Comment by boelboel
15 hours ago
Bill Gates was always a POS, reading about his behaviour earlier on doesn't make him seem in any way virtuous. The whole 'charity' persona he put on afterwards is just PR.
15 hours ago
Bill Gates was always a POS, reading about his behaviour earlier on doesn't make him seem in any way virtuous. The whole 'charity' persona he put on afterwards is just PR.
Gates was (is) definitely a huge nerd. Much more than most of the people here.
He was also the poster boy for tech nerd assholes, until the scale of tech assholery shifted wildly for the worse, and he switched to legacy building mode.
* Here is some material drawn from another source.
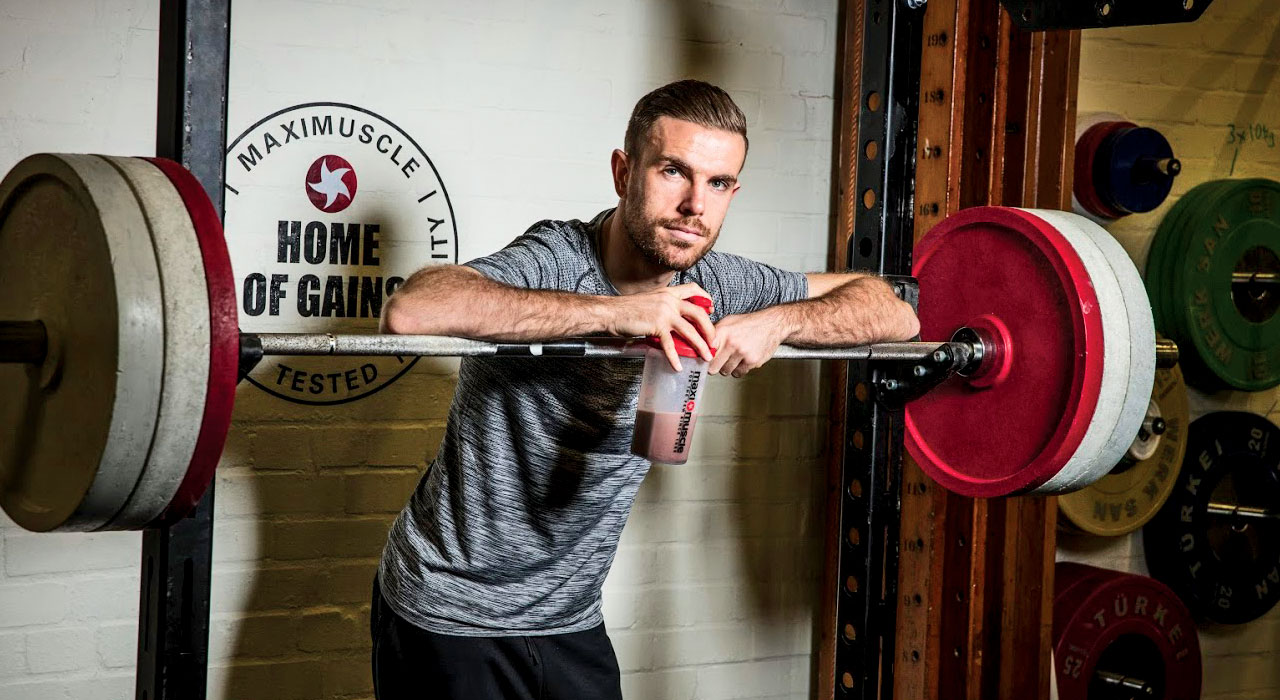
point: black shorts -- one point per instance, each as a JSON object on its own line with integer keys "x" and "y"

Same with Jobs, but without the charity.
Woz, maybe he actually was a nerd.
> The whole 'charity' persona he put on afterwards is just PR.
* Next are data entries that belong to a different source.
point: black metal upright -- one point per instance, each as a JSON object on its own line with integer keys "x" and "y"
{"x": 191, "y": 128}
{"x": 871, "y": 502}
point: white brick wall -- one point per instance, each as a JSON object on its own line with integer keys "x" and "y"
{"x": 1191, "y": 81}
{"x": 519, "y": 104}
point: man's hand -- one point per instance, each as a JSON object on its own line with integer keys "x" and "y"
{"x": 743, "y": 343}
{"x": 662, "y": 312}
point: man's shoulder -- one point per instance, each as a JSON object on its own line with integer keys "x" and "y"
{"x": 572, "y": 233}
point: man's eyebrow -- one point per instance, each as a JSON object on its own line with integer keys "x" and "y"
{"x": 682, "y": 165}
What do you mean by "persona"? Do you mean he's not really giving money away?
Persona is very much the outward facing acts and image of a person and could be orthogonal to personality. So to parse the posters comment you need to assume that being a charitable person is more than the act of given money to people in need and can also be a personality trait (or at least constituent virtues that expressing charity indicates can be part of personality).
For instance if there was a homeless person on my street and I figured that giving them $500 would have good odds of having them OD and no longer being on my street... what looks like a charitable act very much isn't. So while it would contribute to a charitable persona it wouldn't reflect personality.
> The whole 'charity' persona he put on afterwards is just PR.
Indeed. Even in the middle ages rich people leaned heavily on charity to whitewash their legacy. I mean, the Catholic church even made this accessible to the masses through indulgence.